Comment Re:Yeah. Just like James Bond or Star Trek (Score 1) 79
The first season of BSG had to have all that in it. They were just attacked. They had no military to protect them. Their home planets were being nuked. Their government was non-existent. The survivors had to make a run for it without any preparations. They had to figure out how to survive without any backup.
Aside from Apollo's "hack" to fool the cyclons, the first season was strong in what it had to be.
The first season of the BSG reboot was tedious, and reached the point of me saying that I don't care about these people, because the utter stupidity and short-sightedness of some major characters was just too much to handle. It got better after that. *And* it felt like it was just a long string of figuring out ways to survive the situation.

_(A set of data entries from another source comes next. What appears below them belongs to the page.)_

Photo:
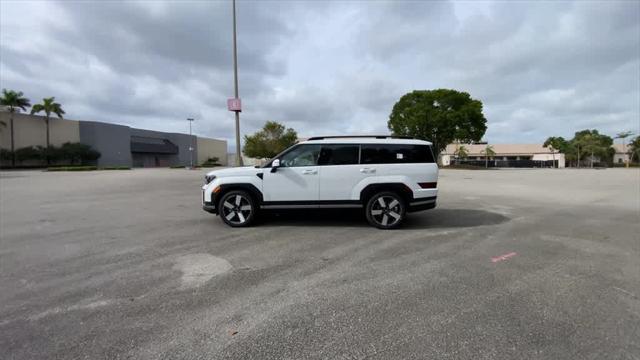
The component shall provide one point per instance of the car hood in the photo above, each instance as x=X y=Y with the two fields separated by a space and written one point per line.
x=236 y=171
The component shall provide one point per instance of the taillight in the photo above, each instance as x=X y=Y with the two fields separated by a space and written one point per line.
x=428 y=185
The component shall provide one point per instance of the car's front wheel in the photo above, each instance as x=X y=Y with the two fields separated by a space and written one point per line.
x=386 y=210
x=237 y=208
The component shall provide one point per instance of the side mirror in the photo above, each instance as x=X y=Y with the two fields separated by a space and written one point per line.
x=275 y=164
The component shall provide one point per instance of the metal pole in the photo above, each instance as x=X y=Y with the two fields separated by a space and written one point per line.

SG-1 and Atlantis did not fall into either trap. Almost without exception, the characters were smart, and the ones who behaved in stupid and/or power-hungry ways were inevitably shamed, and eventually learned from it or (in the case of enemies) died.
SG-1 had the most diverse pile of unrelated episodes in Season 1, and after their introduction in the first three episodes, they barely even touched the Goa'uld again for most of that season (key part of episode 14, plus minor bit parts in episodes 8, 16, 20, and finally becoming front and center again in 22). There was not really even an arc in that season.

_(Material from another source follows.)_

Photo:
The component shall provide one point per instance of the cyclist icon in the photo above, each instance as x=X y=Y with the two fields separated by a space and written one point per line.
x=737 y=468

Atlantis was similar. Most of the season was exploring their new part of the universe.
The out-of-control bit in Universe just turned every episode into a repeat of the same one: Go to a planet, something goes wrong, "Oh, no, they're not going to get back," somehow they figure out a way to get back. They didn't get control until somewhere around episode 30 (halfway through season 2), which was when the show started to not suck, but by that point, they had lost more than 53% of their initial audience.